What was special about the Neo Geo Pocket Color?
It featured an exceptionally clear screen, precise microswitched joystick, 40-hour battery life, and excellent arcade game ports. The hardware was competitive with Game Boy Color and in some ways superior, but the small game library and limited marketing held it back.
How long are Jeremy Parish’s videos?
Video length varies depending on the game or games being covered. His episodes typically run 15-45 minutes, balancing comprehensive coverage with watchability. Complex or significant games get more time, while simpler titles are covered more briefly.
Where can I watch Neo Works?
Neo Works episodes are published on Jeremy Parish’s YouTube channel “Jeremy Parish | Video Works.” New episodes release on a regular schedule alongside his other ongoing series.
Preserving Gaming’s Forgotten Corners
The value of projects like Neo Works extends beyond entertainment or nostalgia. These videos serve as historical documentation of gaming platforms that might otherwise fade into complete obscurity. Twenty years from now, when working Neo Geo Pocket Color hardware is even rarer and more expensive, Parish’s videos will be one of the primary resources for understanding what this system was and why it mattered.
Gaming history tends to focus on winners. We remember the NES, Game Boy, PlayStation, and other dominant platforms because they were everywhere and everyone played them. But the losers and also-rans tell equally important stories about the industry. They show what happens when great hardware meets bad timing, when innovative ideas don’t find their market, when companies take risks that don’t pay off.

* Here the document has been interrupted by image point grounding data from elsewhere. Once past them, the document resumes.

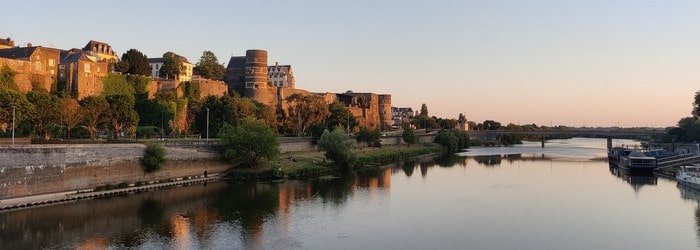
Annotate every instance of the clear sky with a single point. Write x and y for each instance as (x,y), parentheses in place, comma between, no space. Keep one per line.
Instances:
(573,62)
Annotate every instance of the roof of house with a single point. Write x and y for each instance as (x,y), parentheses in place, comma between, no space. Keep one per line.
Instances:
(18,52)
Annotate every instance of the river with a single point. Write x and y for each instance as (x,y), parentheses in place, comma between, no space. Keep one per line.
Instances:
(564,196)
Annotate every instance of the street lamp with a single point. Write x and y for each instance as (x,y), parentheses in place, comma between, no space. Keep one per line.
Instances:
(207,124)
(13,123)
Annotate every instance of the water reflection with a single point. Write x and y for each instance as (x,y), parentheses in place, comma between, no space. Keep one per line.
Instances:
(637,181)
(692,195)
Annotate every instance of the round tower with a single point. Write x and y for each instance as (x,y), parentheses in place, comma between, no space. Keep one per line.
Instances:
(255,72)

The Neo Geo Pocket Color was a legitimately good product that failed for reasons mostly beyond SNK’s control. It deserves to be remembered for what it achieved rather than dismissed as a footnote. Jeremy Parish’s Neo Works gives it that respect, examining each game on its own merits while contextualizing the platform’s brief, tragic existence. For gaming enthusiasts who never experienced this handheld the first time around, it’s essential viewing. For those who did own one back in the day, it’s a validation that their memories of those excellent games weren’t just nostalgia.